You must also consider the neighborhood’s community guidelines before making any changes to the home’s exterior. 

5 Tips for Renovating an Old Building

You’ve understood the dangers of living in old buildings and made some careful considerations. Now, it’s time for you to plan and execute the renovation process with the help of these tips:

  1. Assess the damage, pest infestations, or rot in the building’s structure through test kits and inspections.
  2. Understand the history and the beauty of the architecture behind the house by asking the neighbors.
  3. Prioritize restoring original elements with traditional materials to maintain authenticity.
  4. Integrate modern technology and amenities without compromising the historic functionality of the house.
  5. Enhance the building’s livability without changing its unique heritage value.
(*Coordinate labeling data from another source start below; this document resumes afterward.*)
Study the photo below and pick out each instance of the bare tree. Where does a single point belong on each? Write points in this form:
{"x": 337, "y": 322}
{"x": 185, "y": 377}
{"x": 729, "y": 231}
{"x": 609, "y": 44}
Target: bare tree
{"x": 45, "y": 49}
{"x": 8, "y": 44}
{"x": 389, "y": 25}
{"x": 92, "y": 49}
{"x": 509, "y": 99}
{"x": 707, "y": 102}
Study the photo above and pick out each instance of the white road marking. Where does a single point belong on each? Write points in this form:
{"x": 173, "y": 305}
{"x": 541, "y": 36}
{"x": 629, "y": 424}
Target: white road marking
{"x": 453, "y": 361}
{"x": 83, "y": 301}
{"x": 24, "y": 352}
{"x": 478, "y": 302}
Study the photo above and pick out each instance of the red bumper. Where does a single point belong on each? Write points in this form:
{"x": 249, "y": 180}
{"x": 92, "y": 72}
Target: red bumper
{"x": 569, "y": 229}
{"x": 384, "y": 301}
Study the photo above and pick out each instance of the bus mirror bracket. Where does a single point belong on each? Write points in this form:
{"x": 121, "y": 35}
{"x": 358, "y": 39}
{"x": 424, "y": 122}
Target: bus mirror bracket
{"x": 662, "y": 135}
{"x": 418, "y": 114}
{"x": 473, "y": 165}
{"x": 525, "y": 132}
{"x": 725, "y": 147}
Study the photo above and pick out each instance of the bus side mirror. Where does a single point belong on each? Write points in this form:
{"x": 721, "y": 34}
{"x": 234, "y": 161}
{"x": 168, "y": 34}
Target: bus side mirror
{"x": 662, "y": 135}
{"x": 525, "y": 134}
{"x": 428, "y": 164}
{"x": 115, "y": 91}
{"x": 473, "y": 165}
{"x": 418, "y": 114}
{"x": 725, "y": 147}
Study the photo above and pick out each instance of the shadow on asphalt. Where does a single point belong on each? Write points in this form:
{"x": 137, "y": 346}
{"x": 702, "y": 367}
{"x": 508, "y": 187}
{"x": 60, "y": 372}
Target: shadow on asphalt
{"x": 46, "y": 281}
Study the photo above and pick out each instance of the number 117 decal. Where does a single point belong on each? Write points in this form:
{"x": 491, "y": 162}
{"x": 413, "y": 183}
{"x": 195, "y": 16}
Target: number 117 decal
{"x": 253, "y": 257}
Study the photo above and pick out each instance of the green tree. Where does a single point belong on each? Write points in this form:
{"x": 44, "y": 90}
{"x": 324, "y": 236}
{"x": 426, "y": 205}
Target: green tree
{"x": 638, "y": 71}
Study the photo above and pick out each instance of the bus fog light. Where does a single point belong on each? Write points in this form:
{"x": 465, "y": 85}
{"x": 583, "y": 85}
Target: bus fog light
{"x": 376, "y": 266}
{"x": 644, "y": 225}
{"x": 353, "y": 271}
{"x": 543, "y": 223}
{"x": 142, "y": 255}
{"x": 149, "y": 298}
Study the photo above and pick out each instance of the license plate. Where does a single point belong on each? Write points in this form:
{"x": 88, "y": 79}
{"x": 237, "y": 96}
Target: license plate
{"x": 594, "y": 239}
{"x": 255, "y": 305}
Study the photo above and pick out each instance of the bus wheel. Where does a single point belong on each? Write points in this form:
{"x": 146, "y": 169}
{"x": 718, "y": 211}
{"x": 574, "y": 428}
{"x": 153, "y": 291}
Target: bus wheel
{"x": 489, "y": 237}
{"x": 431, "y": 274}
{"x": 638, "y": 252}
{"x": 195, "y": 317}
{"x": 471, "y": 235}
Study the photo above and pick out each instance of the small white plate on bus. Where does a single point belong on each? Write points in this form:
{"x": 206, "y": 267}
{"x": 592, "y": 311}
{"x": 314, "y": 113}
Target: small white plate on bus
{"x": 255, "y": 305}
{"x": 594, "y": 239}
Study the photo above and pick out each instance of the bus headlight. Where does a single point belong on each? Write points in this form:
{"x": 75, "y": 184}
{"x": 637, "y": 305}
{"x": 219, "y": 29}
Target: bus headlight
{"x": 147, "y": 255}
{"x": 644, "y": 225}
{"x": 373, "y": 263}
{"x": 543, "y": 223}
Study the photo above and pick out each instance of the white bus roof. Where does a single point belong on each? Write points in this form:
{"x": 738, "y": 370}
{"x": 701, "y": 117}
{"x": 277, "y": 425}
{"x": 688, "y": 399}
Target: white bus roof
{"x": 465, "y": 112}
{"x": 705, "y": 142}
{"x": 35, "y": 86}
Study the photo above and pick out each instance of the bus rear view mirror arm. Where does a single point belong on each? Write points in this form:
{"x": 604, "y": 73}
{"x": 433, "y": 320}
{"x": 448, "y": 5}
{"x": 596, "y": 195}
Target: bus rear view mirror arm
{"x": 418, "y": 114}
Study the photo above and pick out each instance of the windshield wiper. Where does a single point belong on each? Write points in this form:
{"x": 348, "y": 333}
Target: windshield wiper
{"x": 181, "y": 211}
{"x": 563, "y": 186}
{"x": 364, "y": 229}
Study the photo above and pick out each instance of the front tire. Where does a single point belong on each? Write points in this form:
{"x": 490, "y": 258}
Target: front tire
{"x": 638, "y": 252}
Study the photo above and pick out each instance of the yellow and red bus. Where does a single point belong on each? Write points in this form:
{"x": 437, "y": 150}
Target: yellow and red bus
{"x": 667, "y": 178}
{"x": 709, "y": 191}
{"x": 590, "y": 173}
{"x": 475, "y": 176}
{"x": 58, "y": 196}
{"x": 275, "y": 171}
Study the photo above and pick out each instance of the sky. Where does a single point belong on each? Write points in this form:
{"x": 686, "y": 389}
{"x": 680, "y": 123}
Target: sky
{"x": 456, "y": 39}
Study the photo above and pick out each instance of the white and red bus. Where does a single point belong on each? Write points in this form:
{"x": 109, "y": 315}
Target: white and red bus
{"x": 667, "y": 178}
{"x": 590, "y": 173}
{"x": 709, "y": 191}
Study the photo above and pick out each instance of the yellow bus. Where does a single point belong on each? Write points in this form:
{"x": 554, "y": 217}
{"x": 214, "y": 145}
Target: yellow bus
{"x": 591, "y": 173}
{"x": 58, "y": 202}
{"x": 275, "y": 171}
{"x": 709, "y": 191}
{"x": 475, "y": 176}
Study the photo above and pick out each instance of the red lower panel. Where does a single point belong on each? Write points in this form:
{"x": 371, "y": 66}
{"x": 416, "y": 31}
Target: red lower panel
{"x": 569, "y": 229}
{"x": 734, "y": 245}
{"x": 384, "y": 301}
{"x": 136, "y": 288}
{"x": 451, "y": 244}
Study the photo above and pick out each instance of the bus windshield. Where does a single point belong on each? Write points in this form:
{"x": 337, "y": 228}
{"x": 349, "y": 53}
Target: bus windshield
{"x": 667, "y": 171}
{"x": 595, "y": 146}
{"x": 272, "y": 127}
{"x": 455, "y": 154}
In conclusion, you must respect the building’s history as you modernize it. Remember to remove any PCB-coated electrical appliances and focus on the building’s structural integrity. Once done, you can repaint the entire house. 

You should also reserve the original features if they don’t pose a health hazard. This way, you can embrace change and ensure the architecture is rejuvenated with timeless beauty. All in all, you can renovate old buildings only with proper creativity, planning, and appreciation.